4/ Jusqu’où peut-il aller ?

  • Des éléments favorables :
    • La dynamique puissante est en cours, il peut continuer à attirer quelques pourcentages de Hamon, mobiliser des abstentionnistes ou des apolitiques
    • peut-il aller au delà, et prendre notamment des voix à Lepen ? Ce n’est pas exclu, une part de vote de colère, de changement, de protestation, contre l’Europe et les marchés, peut s’incarner dans les deux. Pas le coeur de cible du FN, sur l’immigration et la sécurité les positions sont très différentes. La bourde/dérapage/tactique de Marine LePen concernant la responsabilité de la France sur la rafle du Vel d’Hiv, peut aider en ce sens.

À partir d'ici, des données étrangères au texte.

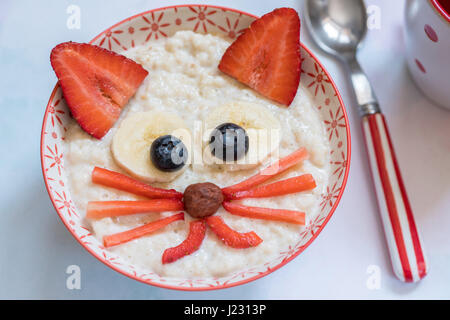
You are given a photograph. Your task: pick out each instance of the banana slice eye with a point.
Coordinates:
(260, 139)
(168, 153)
(139, 133)
(229, 142)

    • Apparaissant maintenant comme candidat potentiel au second tour, il va être testé dans des hypothèses de second tour, et cela montre qu’il peut battre Marine Le Pen. Que vont faire Robert Hue et Braouzec qui ont rejoint Macron principalement sur cet argument ? (et derrière eux cela peut déplacer une part de ce « vote utile »)
  • Des limites à l’accession au second tour ?

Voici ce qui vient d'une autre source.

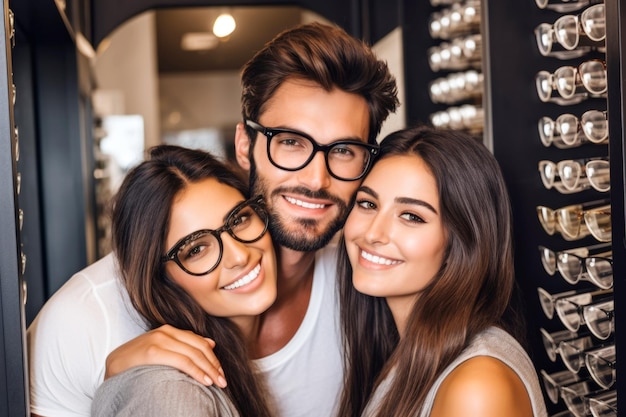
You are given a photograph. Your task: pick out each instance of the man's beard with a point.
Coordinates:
(298, 240)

    • outre la stabilisation possible de la dynamique, après 3 semaines de hausse lorsque les électeurs potentiels ont déjà été captés (pour perdurer il faudrait qu’elle se transforme avec de nouveaux types d’électeurs),
    • La hausse de Mélenchon peut renforcer Macron (mais peut être pas suffisamment pour compenser sa baisse au profit de Mélenchon dû à cette même dynamique). En effet cela peut transférer des électeurs potentiels de Hamon qui ne veulent pas d’un duel Mélenchon-LePen au second tour.
      Cela pourrait même, si Mélenchon devance nettement Fillon dans les sondages, entrainer un transfert de vote modérés de Fillon vers Macron, qui deviendrait désormais un vote utile y compris à droite, pour tous les modérés.

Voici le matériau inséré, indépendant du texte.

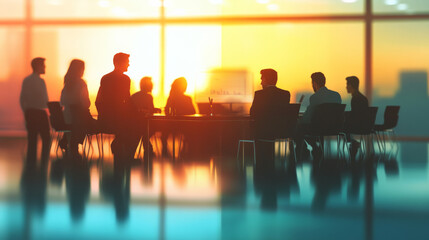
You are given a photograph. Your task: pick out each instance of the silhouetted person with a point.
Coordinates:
(178, 102)
(321, 95)
(143, 100)
(359, 111)
(115, 109)
(143, 103)
(33, 100)
(267, 104)
(75, 99)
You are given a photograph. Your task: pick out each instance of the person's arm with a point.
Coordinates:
(288, 96)
(254, 105)
(306, 118)
(45, 94)
(23, 96)
(84, 98)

    • L’électorat mélenchoniste est plus composé de jeunes notamment, c’est à dire de votants moins assidus, cela pourrait lui porter préjudice au dernier moment. Mais Macron a également une partie de son électorat qui vote par défaut, donc peut être moins motivés à transformer dans les urnes (en fonction des fins de campagne, des discussions avec les proches…)

Bref tout est ouvert.

Si Mélenchon prend un peu sur LePen, qui par ailleurs fait une fin de campagne hésitante (débat mal négocié, déclaration sur le Vel d’Hiv), et que une partie de l’électorat Fillon repasse chez Macron, on pourrait assister à un second tour inattendu Mélenchon/Macron !

Mon analyse est plutot que Macron va remonter légèrement, Le Pen va diminuer légèrement, Mélenchon va grimper encore un peu avant de plafonner, et Fillon n’arrivera pas à décoller. Hamon va se stabiliser en diminuant encore un peu.